We were suddenly aroused by the rumbling of thunder below us. A storm was rolling rapidly up the southeast slope of the mountain. The atmosphere seemed to be boiling over the heated plain below. Higher and higher came the clouds, rolling and seething among the grim crags along the chasm; and soon we were caught in its embrace. The thermometer dropped at once below freezing-point, and the dense mists, driven against us by the hurricane, formed icicles on our blistered faces, and froze the ink in our fountain-pens. Our summer clothing was wholly inadequate for such an unexpected experience; we were chilled to the bone. To have remained where we were would have been jeopardizing our health, if not our lives. Although we could scarcely see far enough ahead to follow back on the track by which we had ascended, yet we were obliged to attempt it at once, for the storm around us was increasing every moment; we could even feel the charges of electricity whenever we touched the iron points of our alpenstocks.
Carefully peering through the clouds, we managed to follow the trail we had made along the gradually sloping summit, to the head of the great chasm, which now appeared more terrible than ever. We here saw that it would be extremely perilous, if not actually impossible, to attempt a descent on the rocks along its treacherous edge in such a hurricane. The only alternative was to [pg 81]take the precipitous snow-covered slope. Planting our ice-hooks deep in the snow behind us, we started. At first the strong head wind, which on the top almost took us off our feet, somewhat checked our downward career, but it was not long before we attained a velocity that made our hair stand on end. It was a thrilling experience; we seemed to be sailing through the air itself, for the clouds obscured the slope even twenty feet below. Finally we emerged beneath them into the glare of the afternoon sunlight; but on we dashed for 6000 feet, leaning heavily on the trailing-stocks, which threw up an icy spray in our wake. We never once stopped until we reached the bottom of the dome, at our last night’s camp among the rocks.
In less than an hour we had dashed down, through a distance which it had taken us nine and a half hours to ascend. The camp was reached at 4 P. M., just twelve hours from the time we left it. Gathering up the remaining baggage, we hurried away to continue the descent.
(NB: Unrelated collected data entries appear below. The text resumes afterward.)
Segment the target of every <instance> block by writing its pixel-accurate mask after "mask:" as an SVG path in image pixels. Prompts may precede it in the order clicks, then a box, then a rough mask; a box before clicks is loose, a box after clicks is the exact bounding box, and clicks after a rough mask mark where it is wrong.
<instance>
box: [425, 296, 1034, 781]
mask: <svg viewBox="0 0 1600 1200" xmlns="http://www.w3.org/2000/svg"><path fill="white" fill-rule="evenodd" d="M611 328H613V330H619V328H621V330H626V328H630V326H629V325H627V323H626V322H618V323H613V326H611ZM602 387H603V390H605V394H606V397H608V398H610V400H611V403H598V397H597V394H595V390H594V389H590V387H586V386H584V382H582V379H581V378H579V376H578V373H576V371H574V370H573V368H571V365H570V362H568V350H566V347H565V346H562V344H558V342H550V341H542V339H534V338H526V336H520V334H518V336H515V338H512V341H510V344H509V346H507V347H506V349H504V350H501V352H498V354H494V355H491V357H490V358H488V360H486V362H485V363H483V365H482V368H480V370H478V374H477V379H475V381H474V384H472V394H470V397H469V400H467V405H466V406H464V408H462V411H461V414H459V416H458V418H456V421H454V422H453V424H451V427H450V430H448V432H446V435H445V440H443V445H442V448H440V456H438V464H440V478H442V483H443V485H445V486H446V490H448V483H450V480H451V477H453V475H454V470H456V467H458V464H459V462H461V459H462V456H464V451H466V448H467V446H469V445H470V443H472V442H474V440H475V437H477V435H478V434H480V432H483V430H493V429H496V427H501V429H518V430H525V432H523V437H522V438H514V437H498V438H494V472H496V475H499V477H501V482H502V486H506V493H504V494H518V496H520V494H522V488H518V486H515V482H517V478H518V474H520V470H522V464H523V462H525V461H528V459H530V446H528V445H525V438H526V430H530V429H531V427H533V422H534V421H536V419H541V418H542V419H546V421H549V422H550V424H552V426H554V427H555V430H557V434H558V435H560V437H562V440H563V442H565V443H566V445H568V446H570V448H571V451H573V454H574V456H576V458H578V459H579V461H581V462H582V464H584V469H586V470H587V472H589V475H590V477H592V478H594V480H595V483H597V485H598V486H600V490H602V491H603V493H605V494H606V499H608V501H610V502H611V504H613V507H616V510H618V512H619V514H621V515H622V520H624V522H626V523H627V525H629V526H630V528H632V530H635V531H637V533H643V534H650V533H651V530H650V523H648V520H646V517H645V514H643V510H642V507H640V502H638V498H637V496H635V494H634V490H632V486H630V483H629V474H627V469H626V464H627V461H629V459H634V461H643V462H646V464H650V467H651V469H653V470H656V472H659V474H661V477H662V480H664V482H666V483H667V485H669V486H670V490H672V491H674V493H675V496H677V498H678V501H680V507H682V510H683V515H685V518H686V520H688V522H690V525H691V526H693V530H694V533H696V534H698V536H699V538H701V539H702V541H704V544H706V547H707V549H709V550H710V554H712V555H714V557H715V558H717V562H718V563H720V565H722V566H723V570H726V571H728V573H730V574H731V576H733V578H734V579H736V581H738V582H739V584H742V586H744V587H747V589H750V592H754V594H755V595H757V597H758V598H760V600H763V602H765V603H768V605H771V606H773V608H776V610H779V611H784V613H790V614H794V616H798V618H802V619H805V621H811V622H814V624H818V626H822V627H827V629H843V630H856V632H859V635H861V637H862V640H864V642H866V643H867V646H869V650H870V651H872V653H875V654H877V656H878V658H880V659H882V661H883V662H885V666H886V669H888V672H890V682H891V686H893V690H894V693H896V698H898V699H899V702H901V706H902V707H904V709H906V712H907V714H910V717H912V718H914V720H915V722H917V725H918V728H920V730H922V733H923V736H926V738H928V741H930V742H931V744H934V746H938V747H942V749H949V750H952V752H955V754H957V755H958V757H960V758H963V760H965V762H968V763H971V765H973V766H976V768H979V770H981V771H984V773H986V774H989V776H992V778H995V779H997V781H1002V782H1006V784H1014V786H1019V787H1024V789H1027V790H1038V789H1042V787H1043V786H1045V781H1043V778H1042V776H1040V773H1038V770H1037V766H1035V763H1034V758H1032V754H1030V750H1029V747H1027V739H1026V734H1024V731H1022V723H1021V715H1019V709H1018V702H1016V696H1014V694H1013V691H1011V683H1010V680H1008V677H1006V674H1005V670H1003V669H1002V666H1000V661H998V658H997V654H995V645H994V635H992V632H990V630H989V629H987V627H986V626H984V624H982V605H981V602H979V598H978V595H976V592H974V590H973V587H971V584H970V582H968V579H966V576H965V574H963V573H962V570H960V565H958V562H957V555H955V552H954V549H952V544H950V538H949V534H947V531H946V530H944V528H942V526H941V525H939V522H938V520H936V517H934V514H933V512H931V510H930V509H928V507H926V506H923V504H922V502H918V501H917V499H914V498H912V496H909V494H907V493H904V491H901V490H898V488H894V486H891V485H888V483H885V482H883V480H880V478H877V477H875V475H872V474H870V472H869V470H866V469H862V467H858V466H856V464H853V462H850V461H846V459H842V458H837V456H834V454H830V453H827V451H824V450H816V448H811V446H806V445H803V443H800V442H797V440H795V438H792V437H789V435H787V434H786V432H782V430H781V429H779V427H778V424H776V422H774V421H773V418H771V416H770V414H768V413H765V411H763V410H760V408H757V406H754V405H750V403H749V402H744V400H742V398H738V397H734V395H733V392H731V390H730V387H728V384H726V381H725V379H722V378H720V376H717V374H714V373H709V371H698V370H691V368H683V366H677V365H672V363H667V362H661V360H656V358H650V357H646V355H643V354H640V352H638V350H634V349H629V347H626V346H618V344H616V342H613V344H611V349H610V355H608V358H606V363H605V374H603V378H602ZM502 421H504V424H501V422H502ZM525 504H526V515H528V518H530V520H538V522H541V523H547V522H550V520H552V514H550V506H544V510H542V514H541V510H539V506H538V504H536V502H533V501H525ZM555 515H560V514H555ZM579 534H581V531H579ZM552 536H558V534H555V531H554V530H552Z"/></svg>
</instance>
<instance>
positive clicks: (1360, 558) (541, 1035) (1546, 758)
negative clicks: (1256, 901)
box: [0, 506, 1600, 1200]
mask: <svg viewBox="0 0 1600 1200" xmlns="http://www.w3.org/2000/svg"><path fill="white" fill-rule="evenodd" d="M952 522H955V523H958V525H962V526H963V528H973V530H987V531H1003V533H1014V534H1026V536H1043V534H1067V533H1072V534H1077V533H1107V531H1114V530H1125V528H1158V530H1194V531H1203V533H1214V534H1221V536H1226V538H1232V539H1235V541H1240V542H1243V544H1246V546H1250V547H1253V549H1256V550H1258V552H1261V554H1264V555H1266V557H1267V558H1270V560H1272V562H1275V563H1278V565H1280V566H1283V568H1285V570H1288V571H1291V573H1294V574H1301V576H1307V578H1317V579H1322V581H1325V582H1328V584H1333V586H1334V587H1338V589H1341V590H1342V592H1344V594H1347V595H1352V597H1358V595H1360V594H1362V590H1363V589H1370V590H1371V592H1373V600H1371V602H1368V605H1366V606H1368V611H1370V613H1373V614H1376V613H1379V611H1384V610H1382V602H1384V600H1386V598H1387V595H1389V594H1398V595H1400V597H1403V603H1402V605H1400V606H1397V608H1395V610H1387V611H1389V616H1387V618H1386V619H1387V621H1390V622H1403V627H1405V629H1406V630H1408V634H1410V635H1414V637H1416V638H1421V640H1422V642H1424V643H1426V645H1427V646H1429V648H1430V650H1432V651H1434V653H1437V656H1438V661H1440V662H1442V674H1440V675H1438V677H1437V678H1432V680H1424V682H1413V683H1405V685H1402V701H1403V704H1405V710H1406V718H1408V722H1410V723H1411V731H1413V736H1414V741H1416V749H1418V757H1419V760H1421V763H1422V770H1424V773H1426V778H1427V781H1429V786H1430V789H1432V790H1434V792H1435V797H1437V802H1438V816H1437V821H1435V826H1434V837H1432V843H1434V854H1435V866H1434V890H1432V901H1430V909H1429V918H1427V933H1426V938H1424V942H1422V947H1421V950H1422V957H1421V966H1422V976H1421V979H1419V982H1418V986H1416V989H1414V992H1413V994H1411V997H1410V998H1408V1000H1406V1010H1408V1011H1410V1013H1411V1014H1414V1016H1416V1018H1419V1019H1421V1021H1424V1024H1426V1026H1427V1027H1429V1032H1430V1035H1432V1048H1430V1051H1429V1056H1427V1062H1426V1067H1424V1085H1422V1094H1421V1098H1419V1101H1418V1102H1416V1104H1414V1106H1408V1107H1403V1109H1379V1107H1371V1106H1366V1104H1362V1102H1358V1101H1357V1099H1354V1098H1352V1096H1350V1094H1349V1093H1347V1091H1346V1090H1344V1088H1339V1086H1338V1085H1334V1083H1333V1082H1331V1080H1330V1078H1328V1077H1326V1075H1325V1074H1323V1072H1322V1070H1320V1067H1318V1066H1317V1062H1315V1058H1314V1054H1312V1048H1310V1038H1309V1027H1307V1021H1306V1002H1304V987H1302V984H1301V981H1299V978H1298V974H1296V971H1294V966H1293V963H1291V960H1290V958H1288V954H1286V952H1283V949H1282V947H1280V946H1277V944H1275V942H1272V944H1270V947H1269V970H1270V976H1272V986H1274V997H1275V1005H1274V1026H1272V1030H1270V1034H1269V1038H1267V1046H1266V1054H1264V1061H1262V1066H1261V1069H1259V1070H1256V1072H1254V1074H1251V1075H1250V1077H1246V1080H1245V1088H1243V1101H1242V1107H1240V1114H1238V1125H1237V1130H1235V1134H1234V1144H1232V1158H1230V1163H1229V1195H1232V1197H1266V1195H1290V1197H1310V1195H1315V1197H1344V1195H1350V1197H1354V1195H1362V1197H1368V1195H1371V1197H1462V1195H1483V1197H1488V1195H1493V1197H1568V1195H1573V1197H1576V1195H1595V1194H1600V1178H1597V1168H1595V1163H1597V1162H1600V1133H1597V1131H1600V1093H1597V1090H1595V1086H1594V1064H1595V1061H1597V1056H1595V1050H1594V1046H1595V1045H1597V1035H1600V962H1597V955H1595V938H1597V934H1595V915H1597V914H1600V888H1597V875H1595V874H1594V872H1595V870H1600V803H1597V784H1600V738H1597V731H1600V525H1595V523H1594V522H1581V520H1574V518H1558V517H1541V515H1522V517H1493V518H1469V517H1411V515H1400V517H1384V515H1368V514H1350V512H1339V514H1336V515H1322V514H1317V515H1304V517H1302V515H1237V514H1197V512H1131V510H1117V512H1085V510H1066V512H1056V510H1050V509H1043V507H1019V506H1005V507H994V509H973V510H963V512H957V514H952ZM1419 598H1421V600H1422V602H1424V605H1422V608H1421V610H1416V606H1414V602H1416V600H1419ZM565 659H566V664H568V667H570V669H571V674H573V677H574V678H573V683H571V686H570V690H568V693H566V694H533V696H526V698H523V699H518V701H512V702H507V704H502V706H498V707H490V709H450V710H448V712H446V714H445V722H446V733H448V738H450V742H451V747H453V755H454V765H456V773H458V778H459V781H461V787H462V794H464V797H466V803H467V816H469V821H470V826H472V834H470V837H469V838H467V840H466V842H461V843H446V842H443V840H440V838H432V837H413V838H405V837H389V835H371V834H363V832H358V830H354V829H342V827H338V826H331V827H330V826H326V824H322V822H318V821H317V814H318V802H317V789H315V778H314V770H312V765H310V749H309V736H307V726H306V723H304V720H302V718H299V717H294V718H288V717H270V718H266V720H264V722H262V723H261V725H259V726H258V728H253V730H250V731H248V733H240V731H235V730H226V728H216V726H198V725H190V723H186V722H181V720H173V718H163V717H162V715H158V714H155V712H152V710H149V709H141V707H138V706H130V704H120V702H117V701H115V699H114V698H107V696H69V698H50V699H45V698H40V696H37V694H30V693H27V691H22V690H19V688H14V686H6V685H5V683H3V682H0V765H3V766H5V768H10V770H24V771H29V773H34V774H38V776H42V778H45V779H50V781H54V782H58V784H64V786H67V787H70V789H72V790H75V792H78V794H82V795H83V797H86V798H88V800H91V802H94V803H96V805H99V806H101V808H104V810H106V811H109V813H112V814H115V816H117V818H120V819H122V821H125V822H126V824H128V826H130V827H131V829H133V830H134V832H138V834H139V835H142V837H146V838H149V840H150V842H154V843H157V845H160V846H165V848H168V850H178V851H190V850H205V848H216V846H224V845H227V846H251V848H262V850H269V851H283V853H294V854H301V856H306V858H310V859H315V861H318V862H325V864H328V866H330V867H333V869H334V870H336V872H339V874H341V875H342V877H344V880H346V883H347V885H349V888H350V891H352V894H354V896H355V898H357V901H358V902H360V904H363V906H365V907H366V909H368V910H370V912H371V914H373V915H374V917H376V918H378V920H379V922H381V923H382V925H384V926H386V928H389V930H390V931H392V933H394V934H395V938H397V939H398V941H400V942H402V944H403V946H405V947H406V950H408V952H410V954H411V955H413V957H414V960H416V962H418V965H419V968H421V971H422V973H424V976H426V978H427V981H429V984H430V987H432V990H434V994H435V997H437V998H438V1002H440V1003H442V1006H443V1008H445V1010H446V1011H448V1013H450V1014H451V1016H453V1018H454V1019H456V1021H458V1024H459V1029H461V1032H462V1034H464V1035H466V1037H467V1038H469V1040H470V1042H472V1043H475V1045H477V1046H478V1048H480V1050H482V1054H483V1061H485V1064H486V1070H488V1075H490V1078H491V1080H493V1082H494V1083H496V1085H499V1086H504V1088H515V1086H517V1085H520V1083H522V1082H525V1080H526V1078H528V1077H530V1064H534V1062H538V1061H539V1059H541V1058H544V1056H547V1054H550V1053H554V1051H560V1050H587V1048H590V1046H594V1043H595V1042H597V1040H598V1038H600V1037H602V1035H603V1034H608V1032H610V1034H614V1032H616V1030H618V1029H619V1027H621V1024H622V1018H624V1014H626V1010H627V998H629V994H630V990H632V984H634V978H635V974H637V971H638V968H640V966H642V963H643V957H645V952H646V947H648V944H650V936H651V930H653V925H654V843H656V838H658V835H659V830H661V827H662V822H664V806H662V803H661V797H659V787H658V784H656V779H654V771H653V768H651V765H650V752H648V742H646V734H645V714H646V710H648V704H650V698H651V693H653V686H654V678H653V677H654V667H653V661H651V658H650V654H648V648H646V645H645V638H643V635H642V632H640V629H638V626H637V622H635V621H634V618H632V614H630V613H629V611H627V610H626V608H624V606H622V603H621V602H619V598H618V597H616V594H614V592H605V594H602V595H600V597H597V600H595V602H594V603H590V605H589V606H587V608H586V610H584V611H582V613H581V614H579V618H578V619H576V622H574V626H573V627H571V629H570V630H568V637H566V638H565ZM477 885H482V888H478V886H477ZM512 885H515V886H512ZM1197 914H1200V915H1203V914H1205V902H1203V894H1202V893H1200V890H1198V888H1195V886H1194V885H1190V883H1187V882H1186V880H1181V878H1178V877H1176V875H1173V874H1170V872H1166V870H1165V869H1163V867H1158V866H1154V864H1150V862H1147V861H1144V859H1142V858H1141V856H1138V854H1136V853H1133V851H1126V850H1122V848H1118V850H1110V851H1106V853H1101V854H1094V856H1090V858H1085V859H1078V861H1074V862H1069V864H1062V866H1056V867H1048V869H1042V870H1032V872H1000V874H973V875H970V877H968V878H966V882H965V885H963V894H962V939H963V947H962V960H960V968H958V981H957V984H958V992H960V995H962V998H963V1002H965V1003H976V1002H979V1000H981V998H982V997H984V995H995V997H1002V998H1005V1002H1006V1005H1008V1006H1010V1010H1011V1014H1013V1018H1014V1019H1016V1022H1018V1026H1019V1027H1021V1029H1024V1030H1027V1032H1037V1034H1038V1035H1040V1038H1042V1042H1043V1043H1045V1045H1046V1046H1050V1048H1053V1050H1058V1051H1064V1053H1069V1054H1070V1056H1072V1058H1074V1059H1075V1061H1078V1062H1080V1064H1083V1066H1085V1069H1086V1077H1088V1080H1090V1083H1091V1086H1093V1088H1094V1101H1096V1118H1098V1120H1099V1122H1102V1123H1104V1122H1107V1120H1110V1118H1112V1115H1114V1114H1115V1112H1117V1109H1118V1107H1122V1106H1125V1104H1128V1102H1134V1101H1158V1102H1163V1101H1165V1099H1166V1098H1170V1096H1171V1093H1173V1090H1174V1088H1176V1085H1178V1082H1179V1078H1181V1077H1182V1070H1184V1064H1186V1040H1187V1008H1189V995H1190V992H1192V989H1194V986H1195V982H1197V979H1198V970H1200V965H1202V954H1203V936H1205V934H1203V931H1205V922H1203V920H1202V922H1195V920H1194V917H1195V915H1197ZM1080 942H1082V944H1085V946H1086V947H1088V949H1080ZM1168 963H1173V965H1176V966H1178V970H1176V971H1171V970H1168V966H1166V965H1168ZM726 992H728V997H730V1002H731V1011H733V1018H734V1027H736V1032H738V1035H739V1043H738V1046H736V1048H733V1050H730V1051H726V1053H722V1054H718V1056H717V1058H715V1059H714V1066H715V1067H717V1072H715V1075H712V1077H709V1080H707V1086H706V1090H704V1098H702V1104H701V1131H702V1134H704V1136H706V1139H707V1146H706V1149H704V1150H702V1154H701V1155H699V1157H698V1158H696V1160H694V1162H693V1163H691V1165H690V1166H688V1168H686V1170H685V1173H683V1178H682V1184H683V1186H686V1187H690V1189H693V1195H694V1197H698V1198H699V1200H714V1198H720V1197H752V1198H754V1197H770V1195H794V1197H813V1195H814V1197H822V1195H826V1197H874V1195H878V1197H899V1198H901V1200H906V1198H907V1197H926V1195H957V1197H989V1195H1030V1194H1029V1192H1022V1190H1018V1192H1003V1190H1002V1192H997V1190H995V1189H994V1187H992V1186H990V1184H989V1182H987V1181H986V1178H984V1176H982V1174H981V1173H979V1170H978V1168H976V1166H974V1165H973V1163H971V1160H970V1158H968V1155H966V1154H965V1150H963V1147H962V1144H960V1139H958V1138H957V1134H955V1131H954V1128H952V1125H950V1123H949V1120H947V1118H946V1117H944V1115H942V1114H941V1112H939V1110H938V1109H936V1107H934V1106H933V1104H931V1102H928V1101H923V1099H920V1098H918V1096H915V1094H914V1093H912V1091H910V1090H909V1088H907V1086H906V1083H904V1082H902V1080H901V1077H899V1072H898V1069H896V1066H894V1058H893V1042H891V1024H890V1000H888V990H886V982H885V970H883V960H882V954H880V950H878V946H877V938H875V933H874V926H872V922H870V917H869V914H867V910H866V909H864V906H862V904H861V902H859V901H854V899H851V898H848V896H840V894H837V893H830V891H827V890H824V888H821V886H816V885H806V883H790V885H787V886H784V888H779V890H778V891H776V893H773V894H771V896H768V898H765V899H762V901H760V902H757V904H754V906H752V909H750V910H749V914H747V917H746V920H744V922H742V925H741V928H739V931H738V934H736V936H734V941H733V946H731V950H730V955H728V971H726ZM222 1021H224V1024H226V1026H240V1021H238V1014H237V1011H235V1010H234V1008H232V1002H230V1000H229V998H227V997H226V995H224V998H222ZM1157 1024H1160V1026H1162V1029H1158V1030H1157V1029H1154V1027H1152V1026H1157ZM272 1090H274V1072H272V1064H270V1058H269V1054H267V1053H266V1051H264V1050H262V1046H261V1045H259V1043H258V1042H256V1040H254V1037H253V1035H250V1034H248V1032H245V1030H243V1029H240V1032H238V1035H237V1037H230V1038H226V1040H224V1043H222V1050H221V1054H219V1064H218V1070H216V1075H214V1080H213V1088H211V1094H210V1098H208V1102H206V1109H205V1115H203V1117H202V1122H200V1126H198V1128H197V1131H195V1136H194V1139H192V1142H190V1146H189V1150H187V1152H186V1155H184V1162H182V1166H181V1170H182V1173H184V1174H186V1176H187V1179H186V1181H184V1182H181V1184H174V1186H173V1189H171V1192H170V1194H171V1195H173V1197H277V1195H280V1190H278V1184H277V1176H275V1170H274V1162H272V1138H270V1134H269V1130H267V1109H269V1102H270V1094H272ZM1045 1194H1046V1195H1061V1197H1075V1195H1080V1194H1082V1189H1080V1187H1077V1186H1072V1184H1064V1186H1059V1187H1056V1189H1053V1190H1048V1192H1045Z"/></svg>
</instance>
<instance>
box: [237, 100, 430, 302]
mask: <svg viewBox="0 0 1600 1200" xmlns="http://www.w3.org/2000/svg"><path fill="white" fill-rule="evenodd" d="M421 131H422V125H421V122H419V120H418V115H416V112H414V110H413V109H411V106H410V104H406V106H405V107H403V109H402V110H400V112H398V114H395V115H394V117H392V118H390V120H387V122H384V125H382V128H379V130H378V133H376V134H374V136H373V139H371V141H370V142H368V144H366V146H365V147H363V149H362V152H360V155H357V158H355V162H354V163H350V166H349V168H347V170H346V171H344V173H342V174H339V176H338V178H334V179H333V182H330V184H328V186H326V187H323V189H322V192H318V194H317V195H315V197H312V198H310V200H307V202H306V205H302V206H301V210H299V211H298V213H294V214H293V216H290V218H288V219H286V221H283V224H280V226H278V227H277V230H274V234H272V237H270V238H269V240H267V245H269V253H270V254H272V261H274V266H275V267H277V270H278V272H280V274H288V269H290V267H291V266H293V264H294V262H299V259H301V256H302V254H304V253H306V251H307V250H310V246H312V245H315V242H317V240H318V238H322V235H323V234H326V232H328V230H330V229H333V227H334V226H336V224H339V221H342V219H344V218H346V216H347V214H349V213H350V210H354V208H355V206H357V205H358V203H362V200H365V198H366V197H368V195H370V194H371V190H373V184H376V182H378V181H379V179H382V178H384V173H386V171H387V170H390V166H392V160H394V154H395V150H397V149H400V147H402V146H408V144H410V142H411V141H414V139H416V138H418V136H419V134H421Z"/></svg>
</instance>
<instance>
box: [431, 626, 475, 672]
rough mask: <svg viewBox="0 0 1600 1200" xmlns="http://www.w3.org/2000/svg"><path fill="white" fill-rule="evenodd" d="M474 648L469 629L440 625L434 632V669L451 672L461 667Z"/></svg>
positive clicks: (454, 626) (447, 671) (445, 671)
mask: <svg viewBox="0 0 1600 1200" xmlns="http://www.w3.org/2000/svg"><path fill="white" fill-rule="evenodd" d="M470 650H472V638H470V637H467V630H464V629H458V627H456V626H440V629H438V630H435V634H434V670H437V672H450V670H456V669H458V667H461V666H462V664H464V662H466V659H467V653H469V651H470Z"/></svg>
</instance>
We must make desperate efforts to reach the Kurdish encampment by nightfall; for during the last twenty-seven hours we had had nothing to drink but half a pint of tea, and our thirst by this time became almost intolerable.
The large snow-bed down which we had been sliding now began to show signs of treachery. The snow, at this low altitude, had melted out from below, to supply the subterranean streams, leaving only a thin crust at the surface. It was not long before one of our party fell into one of these pitfalls up to his shoulders, and floundered about for some time before he could extricate himself from his unexpected snow-bath.
Over the rocks and boulders the descent was much slower and more tedious. For two hours we were thus busily engaged, when all at once a shout rang out in the [pg 82]clear evening air. Looking up we saw, sure enough, our two zaptiehs and muleteer on the very spot where we had left them the evening before. Even the two donkeys were on hand to give us a welcoming bray. They had come up from the encampment early in the morning, and had been scanning the mountain all day long to get some clue to our whereabouts. They reported that they had seen us at one time during the morning, and had then lost sight of us among the clouds. This solicitude on their part was no doubt prompted by the fact that they were to be held by the mutessarif of Bayazid as personally responsible for our safe return, and perhaps, too, by the hope that they might thus retrieve the good graces they had lost the day before, and thereby increase the amount of the forthcoming baksheesh. Nothing, now, was too heavy for the donkeys, and even the zaptiehs themselves condescended to relieve us of our alpenstocks.
That night we sat again around the Kurdish camp-fire, surrounded by the same group of curious faces. It was interesting and even amusing to watch the bewildered astonishment that overspread their countenances as we related our experiences along the slope, and then upon the very top, of Ak-Dagh. They listened throughout with profound attention, then looked at one another in silence, and gravely shook their heads. They could not believe it. It was impossible. Old Ararat stood above us grim and terrible beneath the twinkling stars. To them it was, as it always will be, the same mysterious, untrodden height—the palace of the jinn.